Common patterns for Amazon Aurora and IBM Netezza: Offload heavy reads; Operational data in the warehouse, minus the pipeline; Serve warehouse results at database speed. Point analytical queries at the synced copy in IBM Netezza and keep Amazon Aurora focused on its operational workload.
Amazon Aurora: MySQL or PostgreSQL wire protocol (SQL); optional RDS Data API over HTTPS. Authentication: Database credentials or IAM database authentication. IBM Netezza: SQL over JDBC/ODBC (Netezza's SQL dialect derives from PostgreSQL). Authentication: Database credentials. Stacksync manages authentication, retries, and rate limits on both sides.
IBM Netezza: There is no log-based CDC surface, so incremental extraction relies on timestamp columns or staging patterns. Amazon Aurora: Aurora separates compute from a shared distributed storage layer that keeps six copies of data across three Availability Zones. Stacksync's field mapping accounts for these differences between Amazon Aurora and IBM Netezza without custom code.
Stacksync is SOC 2 Type II and ISO 27001 certified with HIPAA BAA support. Data is encrypted in transit, and a zero-persistent-storage architecture means Amazon Aurora and IBM Netezza records are not retained after a sync operation.
As a data company, we understand the importance of keeping your data secure. Stacksync is built with security best practices to keep your data safe at every layer, and is DPF-certified for US, EU, UK and CH data transfers.

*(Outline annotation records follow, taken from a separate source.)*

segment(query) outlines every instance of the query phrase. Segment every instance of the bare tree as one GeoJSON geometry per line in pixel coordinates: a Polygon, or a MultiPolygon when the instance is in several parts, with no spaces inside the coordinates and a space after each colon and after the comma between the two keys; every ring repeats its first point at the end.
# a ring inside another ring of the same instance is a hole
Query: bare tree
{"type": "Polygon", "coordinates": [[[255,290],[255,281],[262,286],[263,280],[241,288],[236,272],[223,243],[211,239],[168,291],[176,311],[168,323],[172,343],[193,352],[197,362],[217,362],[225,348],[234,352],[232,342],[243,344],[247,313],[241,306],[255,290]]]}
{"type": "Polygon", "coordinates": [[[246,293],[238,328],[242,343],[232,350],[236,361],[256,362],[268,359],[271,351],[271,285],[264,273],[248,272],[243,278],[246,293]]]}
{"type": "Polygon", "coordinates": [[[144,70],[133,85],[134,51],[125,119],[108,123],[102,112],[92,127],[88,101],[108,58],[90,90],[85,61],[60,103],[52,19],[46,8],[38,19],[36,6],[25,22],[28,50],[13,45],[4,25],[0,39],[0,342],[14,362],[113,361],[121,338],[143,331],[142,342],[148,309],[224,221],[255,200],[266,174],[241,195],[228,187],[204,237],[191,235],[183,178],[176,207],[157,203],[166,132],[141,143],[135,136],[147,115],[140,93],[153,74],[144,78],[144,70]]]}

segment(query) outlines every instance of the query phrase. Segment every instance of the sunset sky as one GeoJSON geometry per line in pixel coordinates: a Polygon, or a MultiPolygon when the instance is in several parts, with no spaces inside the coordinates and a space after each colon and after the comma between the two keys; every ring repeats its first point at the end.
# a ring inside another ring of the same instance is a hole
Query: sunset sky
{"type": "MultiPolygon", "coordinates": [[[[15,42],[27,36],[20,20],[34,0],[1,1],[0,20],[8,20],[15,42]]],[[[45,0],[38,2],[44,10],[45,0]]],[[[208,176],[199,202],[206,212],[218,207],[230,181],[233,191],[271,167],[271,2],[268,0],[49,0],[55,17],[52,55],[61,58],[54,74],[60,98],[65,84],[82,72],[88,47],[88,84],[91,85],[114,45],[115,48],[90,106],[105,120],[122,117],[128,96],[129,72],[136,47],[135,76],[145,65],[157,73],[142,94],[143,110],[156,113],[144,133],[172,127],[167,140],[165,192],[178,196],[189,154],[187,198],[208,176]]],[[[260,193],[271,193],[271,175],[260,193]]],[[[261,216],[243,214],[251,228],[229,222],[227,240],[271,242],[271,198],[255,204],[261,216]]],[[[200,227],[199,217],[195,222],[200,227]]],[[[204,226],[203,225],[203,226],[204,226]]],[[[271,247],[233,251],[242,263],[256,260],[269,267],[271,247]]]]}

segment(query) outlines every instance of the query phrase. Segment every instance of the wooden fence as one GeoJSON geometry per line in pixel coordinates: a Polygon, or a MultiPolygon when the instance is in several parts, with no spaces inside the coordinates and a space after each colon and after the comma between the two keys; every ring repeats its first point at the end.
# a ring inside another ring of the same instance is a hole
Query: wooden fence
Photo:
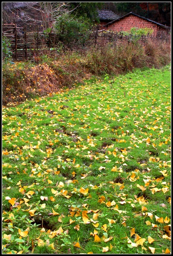
{"type": "MultiPolygon", "coordinates": [[[[164,32],[158,34],[157,37],[142,36],[139,42],[144,45],[149,38],[152,40],[168,41],[170,40],[170,35],[164,32]]],[[[5,36],[11,43],[12,58],[15,61],[23,61],[31,59],[35,55],[39,54],[43,49],[50,50],[56,47],[59,41],[53,33],[47,35],[38,30],[35,32],[27,32],[26,28],[18,27],[15,24],[3,25],[3,37],[5,36]]],[[[137,36],[136,39],[137,39],[137,36]]],[[[85,44],[81,44],[77,40],[67,45],[72,50],[85,50],[91,46],[96,45],[101,47],[104,43],[111,43],[114,45],[118,42],[130,42],[135,40],[135,36],[129,35],[123,36],[119,33],[96,29],[93,32],[85,44]]]]}

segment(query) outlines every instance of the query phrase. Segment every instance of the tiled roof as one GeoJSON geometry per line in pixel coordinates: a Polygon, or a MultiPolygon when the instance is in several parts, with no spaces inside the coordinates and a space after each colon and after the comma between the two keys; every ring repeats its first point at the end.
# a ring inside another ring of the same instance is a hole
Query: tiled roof
{"type": "Polygon", "coordinates": [[[145,17],[142,17],[141,16],[139,16],[139,15],[138,15],[137,14],[135,14],[135,13],[132,13],[132,12],[130,12],[129,13],[128,13],[127,14],[125,14],[125,15],[124,15],[124,16],[122,16],[122,17],[119,17],[117,19],[115,19],[114,20],[110,21],[109,23],[107,23],[106,25],[105,25],[104,27],[107,27],[107,26],[109,26],[110,24],[114,23],[114,22],[116,22],[116,21],[119,21],[120,19],[124,19],[124,18],[125,18],[125,17],[128,17],[128,16],[129,16],[129,15],[130,15],[131,14],[132,14],[132,15],[134,15],[135,16],[137,16],[137,17],[138,17],[139,18],[141,18],[142,19],[145,19],[145,20],[148,21],[150,21],[151,22],[152,22],[153,23],[155,23],[155,24],[157,24],[158,26],[160,26],[163,27],[165,27],[165,28],[166,28],[166,29],[170,29],[170,27],[167,27],[166,26],[165,26],[165,25],[163,25],[162,24],[160,24],[160,23],[158,23],[158,22],[156,22],[156,21],[152,21],[151,20],[149,19],[147,19],[146,18],[145,18],[145,17]]]}
{"type": "Polygon", "coordinates": [[[100,10],[98,13],[100,20],[112,21],[120,18],[120,16],[109,10],[100,10]]]}

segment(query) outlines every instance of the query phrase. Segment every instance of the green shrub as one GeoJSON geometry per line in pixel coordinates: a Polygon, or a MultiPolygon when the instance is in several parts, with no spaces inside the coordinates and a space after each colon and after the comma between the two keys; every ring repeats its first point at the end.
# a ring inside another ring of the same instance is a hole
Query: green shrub
{"type": "Polygon", "coordinates": [[[83,44],[90,32],[90,23],[86,18],[76,19],[66,13],[56,19],[55,31],[58,39],[68,46],[75,42],[83,44]]]}

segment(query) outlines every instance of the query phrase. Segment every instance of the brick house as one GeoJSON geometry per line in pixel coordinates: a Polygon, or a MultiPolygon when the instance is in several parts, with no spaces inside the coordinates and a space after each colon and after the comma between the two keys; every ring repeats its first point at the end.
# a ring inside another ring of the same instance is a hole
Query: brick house
{"type": "Polygon", "coordinates": [[[158,23],[148,19],[141,17],[132,12],[107,23],[103,26],[106,30],[120,32],[129,31],[132,27],[139,29],[147,28],[153,29],[153,35],[156,36],[158,32],[170,31],[170,27],[158,23]]]}

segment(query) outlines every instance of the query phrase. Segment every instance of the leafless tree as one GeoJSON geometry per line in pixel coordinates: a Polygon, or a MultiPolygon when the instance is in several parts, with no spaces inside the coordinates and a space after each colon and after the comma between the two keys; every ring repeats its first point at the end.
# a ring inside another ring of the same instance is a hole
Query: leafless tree
{"type": "Polygon", "coordinates": [[[62,2],[2,2],[3,21],[15,22],[22,26],[40,25],[46,29],[56,18],[69,11],[69,3],[62,2]]]}

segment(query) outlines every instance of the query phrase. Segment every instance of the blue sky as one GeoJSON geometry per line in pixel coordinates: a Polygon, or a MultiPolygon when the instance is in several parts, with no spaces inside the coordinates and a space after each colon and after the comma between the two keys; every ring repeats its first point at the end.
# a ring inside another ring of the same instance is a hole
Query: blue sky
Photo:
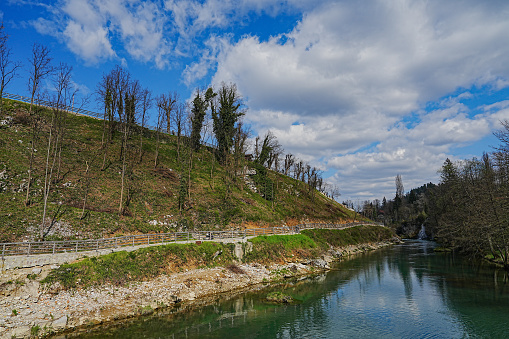
{"type": "MultiPolygon", "coordinates": [[[[437,182],[509,119],[507,1],[4,0],[0,17],[15,60],[47,45],[83,95],[116,64],[154,96],[236,83],[254,135],[271,130],[340,200],[392,198],[397,174],[437,182]]],[[[26,88],[25,68],[7,92],[26,88]]]]}

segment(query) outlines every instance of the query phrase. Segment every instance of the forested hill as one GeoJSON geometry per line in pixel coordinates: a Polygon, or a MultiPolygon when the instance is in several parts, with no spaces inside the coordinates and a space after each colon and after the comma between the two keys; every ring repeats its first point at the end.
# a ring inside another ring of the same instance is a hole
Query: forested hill
{"type": "Polygon", "coordinates": [[[183,135],[3,101],[1,242],[358,220],[244,153],[220,162],[183,135]]]}

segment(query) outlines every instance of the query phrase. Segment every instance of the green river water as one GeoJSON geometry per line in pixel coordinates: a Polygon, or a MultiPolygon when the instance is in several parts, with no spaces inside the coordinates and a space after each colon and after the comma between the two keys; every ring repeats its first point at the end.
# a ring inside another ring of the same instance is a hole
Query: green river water
{"type": "MultiPolygon", "coordinates": [[[[80,338],[509,338],[507,273],[407,241],[327,274],[219,296],[80,338]],[[298,300],[274,305],[270,291],[298,300]]],[[[72,335],[75,337],[76,334],[72,335]]]]}

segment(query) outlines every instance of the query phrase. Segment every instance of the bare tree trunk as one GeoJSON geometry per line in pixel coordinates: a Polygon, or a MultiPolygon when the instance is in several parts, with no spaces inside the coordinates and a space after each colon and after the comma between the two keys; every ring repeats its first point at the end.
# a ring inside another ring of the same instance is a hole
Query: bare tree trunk
{"type": "Polygon", "coordinates": [[[159,129],[156,131],[156,156],[154,158],[154,169],[157,168],[157,160],[159,158],[159,129]]]}
{"type": "Polygon", "coordinates": [[[81,217],[80,219],[84,219],[85,218],[85,207],[87,205],[87,198],[88,198],[88,170],[89,170],[89,165],[88,165],[88,161],[86,161],[86,165],[87,165],[87,169],[85,170],[85,197],[83,198],[83,208],[81,209],[81,217]]]}

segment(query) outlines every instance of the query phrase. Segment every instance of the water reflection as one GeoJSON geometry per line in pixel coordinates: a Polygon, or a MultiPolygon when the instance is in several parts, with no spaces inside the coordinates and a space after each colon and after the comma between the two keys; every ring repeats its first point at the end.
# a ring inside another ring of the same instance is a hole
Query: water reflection
{"type": "Polygon", "coordinates": [[[433,246],[408,242],[346,260],[328,274],[218,297],[205,307],[103,327],[83,337],[505,337],[507,273],[436,254],[433,246]],[[263,298],[270,290],[300,302],[267,304],[263,298]]]}

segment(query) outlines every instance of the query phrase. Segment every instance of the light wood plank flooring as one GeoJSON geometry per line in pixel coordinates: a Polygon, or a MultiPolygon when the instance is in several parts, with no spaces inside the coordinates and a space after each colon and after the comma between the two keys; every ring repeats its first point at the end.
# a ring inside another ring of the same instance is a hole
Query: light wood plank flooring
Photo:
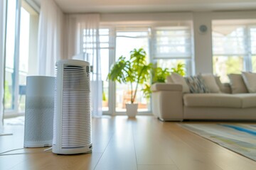
{"type": "MultiPolygon", "coordinates": [[[[23,126],[5,126],[0,152],[22,148],[23,126]]],[[[92,154],[57,155],[43,148],[0,156],[0,169],[247,170],[256,162],[151,116],[103,116],[92,120],[92,154]]]]}

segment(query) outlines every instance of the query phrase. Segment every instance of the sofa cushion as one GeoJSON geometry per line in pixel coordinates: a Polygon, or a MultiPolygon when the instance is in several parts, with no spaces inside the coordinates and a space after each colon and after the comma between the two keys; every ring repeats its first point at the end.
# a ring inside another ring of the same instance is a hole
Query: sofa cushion
{"type": "Polygon", "coordinates": [[[240,96],[227,94],[186,94],[183,101],[188,107],[242,108],[240,96]]]}
{"type": "Polygon", "coordinates": [[[238,94],[233,95],[242,100],[242,108],[256,107],[256,94],[238,94]]]}
{"type": "Polygon", "coordinates": [[[250,93],[256,93],[256,73],[242,72],[242,79],[250,93]]]}
{"type": "Polygon", "coordinates": [[[221,93],[213,74],[202,74],[201,76],[206,87],[209,89],[210,93],[221,93]]]}
{"type": "Polygon", "coordinates": [[[184,77],[177,73],[171,73],[171,79],[175,84],[179,84],[182,85],[182,91],[183,93],[189,93],[189,87],[186,82],[184,77]]]}
{"type": "Polygon", "coordinates": [[[210,91],[204,84],[201,75],[191,76],[185,78],[189,86],[190,92],[192,94],[210,93],[210,91]]]}
{"type": "Polygon", "coordinates": [[[248,93],[241,74],[230,74],[228,78],[230,81],[232,94],[248,93]]]}
{"type": "Polygon", "coordinates": [[[178,84],[168,84],[168,83],[156,83],[154,84],[151,90],[153,91],[182,91],[182,86],[178,84]]]}

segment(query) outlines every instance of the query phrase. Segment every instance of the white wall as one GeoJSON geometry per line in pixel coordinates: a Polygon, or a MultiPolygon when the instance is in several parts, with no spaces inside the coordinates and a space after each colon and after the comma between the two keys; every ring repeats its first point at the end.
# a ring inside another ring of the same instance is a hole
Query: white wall
{"type": "Polygon", "coordinates": [[[212,73],[212,38],[211,38],[211,13],[193,13],[194,33],[194,57],[195,72],[198,73],[212,73]],[[201,26],[206,26],[207,30],[199,30],[201,26]]]}
{"type": "Polygon", "coordinates": [[[186,12],[186,13],[103,13],[100,22],[129,23],[154,25],[154,21],[167,22],[171,21],[191,20],[193,23],[194,34],[194,58],[193,73],[212,73],[212,35],[211,24],[213,20],[232,19],[256,19],[256,11],[232,11],[232,12],[186,12]],[[201,33],[198,29],[200,26],[205,25],[208,28],[206,33],[201,33]]]}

Let your users access Stacksync from your centralized user management systems. Works with Okta, Azure, Google SSO and more.
Immediately get alerted about record syncing issues over email, Slack, PagerDuty and WhatsApp. Resolve issues from a centralized dashboard with retry and revert options.
Securely connects to your systems with:
Every pair below is a real-time, two-way sync. Search all 386 integrations available for Amazon Aurora and IBM Netezza.